Have you ever looked forward to a day so badly to then only have the pains of life, both literally and figuratively, intervene in the way that day progresses? I feel this often happens to me. Sometimes, you build up days and events so much that there is no way real life can math up to that build up. I suppose we are all guilty of that. I remember quite well watching movies growing up that seemed to try to impart that knowledge. Have you ever watched the movie Sixteen Candles? Here’s a synopsis. A girl, Samantha, looking forward to her 16th birthday has endless embarrassing things happen to her days and hours before her birthday. Interestingly it was that movie that taught me about Sweet Sixteens. Until I saw that movie I didn’t realize that 16 was such a big deal. Don;’t even get me started on Quinceneras (the Latino celebration of turning 15). But back to the movie. To top it all off Samantha’s sister has to take some tranquilizers right before her own wedding causing further havoc in Samantha’s life. At the end, spoiler alert, she does get her Sixteen Candles.
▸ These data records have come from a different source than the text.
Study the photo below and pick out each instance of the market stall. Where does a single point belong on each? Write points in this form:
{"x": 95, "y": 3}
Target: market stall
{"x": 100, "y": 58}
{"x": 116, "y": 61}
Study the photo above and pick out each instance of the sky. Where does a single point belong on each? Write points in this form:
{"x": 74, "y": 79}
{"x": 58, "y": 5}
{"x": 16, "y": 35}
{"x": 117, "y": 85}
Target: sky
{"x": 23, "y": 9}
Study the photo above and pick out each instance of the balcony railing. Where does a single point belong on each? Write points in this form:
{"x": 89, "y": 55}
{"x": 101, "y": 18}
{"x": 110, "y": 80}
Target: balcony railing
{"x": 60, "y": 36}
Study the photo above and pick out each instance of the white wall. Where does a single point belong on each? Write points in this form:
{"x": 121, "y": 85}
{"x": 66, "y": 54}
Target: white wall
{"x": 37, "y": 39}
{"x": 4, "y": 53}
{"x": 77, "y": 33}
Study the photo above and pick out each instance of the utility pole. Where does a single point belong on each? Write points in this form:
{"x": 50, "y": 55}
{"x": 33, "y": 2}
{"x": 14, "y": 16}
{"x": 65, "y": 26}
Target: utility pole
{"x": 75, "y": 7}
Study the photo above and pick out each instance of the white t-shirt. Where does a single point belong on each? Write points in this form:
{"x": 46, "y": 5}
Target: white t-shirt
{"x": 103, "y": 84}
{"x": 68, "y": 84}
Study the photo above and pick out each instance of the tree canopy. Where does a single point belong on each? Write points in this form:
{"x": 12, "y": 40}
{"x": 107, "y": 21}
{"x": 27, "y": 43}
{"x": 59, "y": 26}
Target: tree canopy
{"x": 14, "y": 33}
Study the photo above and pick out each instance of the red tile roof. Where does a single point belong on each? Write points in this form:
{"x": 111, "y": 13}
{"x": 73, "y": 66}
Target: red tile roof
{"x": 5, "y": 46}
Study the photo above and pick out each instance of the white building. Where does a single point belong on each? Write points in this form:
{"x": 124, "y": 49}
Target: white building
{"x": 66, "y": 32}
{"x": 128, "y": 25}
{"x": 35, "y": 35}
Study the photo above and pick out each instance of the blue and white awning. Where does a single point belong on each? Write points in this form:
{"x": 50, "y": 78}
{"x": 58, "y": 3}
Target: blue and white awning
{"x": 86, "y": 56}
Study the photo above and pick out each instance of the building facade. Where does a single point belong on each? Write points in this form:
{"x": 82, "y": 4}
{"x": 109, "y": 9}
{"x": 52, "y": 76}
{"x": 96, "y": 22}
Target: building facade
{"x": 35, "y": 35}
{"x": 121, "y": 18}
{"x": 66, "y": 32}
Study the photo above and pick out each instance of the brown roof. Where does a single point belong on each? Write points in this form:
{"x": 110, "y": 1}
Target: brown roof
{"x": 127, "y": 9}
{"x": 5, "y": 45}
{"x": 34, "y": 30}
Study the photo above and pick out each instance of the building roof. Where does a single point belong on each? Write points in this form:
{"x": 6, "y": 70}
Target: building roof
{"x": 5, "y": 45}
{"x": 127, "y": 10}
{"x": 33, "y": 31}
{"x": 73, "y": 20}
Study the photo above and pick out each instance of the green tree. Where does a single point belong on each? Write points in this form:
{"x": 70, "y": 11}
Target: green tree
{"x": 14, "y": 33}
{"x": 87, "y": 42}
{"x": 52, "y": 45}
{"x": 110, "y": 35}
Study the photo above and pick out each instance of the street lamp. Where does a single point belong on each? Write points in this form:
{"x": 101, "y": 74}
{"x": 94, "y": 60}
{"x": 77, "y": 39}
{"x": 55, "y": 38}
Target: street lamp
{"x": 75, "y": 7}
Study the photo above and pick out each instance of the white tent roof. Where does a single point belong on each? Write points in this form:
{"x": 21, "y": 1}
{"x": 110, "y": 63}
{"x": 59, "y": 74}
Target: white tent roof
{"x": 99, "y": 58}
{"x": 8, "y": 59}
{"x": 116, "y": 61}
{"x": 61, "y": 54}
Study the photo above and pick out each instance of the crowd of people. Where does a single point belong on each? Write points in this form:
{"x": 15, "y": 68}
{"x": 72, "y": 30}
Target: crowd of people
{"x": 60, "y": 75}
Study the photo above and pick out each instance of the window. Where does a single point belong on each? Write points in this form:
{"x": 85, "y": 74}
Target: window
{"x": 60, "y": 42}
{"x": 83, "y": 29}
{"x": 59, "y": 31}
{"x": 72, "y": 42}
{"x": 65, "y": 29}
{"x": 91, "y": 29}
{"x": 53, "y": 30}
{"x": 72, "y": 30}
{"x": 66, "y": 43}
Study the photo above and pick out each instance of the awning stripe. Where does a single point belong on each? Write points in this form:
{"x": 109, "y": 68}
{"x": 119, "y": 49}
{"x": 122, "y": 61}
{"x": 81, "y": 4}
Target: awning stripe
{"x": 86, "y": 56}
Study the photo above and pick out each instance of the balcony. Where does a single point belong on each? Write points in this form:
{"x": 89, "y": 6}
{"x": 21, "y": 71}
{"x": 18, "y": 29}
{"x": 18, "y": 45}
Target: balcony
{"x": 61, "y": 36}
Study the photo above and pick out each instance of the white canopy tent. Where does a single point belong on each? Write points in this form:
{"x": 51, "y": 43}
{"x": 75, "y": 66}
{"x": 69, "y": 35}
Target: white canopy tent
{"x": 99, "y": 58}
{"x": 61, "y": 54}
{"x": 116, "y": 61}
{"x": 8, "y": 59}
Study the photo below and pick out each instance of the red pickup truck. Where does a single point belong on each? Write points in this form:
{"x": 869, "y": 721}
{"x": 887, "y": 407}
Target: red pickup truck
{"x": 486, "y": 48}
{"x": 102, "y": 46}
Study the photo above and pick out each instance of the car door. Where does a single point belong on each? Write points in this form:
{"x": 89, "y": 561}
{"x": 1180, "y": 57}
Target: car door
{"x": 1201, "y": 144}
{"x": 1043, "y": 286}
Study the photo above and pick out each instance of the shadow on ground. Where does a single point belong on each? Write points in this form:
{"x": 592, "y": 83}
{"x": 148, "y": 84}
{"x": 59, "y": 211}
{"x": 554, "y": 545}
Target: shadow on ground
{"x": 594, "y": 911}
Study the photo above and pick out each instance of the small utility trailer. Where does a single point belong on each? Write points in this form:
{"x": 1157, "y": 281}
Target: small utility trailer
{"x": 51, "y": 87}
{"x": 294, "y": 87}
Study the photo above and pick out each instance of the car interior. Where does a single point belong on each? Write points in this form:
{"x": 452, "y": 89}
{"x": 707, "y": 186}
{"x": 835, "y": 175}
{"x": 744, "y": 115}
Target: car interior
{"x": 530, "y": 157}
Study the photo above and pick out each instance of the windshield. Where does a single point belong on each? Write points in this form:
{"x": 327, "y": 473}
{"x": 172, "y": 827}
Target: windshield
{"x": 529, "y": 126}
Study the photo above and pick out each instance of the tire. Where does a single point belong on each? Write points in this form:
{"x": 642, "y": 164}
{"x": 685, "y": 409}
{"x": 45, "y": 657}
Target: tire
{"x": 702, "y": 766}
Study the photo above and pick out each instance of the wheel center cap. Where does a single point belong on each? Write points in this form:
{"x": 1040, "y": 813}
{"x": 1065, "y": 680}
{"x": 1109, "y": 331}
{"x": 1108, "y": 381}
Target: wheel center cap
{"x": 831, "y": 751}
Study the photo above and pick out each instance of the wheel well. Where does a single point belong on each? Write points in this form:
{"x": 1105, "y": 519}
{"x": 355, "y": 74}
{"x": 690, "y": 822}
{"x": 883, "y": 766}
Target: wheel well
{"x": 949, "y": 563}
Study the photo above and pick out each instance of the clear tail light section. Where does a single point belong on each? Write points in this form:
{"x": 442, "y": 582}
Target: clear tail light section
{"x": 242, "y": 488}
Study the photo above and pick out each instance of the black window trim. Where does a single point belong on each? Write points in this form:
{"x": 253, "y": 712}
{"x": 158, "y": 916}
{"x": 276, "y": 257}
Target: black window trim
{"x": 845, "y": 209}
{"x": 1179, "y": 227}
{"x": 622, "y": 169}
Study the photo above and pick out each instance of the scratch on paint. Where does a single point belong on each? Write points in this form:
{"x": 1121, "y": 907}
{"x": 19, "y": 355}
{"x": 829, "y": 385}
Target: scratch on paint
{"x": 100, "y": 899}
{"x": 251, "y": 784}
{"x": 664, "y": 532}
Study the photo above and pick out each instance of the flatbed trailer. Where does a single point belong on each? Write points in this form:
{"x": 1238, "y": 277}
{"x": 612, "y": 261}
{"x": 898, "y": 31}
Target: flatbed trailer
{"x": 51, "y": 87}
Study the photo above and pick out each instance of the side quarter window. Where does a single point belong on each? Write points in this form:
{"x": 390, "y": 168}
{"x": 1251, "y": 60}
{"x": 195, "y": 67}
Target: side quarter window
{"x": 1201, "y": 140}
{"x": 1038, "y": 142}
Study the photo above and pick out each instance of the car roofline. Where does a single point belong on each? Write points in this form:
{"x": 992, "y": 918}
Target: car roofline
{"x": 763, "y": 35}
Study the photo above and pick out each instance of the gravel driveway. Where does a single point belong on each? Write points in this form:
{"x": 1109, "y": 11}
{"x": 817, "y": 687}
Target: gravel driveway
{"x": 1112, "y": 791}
I think that movie had an immensely profound effect on me growing up. Although, probably not in the way that John Hughes (teen angst expert and filmmaker extraordinaire) had anticipated. I grew up believing that birthday’s had to be grand. Not grand in terms of gifts. I didn’t grow up getting too many birthday gifts as we were pretty poor. But I believed that birthdays had to be recognized emotionally. Being brought into the world is a big deal. There needs to be a sense of gratitude on our parts and just a few moments that are just for us to take in the world.
When I went into the work world, I made a promise to myself. I didn’t want to spend my birthday around people that didn’t bring me joy. Such a promise might seem quite extreme. But till this day, I staunchly believe this. For my birthday, I usually either take the day off or work from home. I try to avoid any madness that can ensue in a workplace. Why get caught up in other people’s drama on your special day? This has been my life policy for a decade now. I truly never understand those people that go to work on their birthday. Why do it? I see no upside.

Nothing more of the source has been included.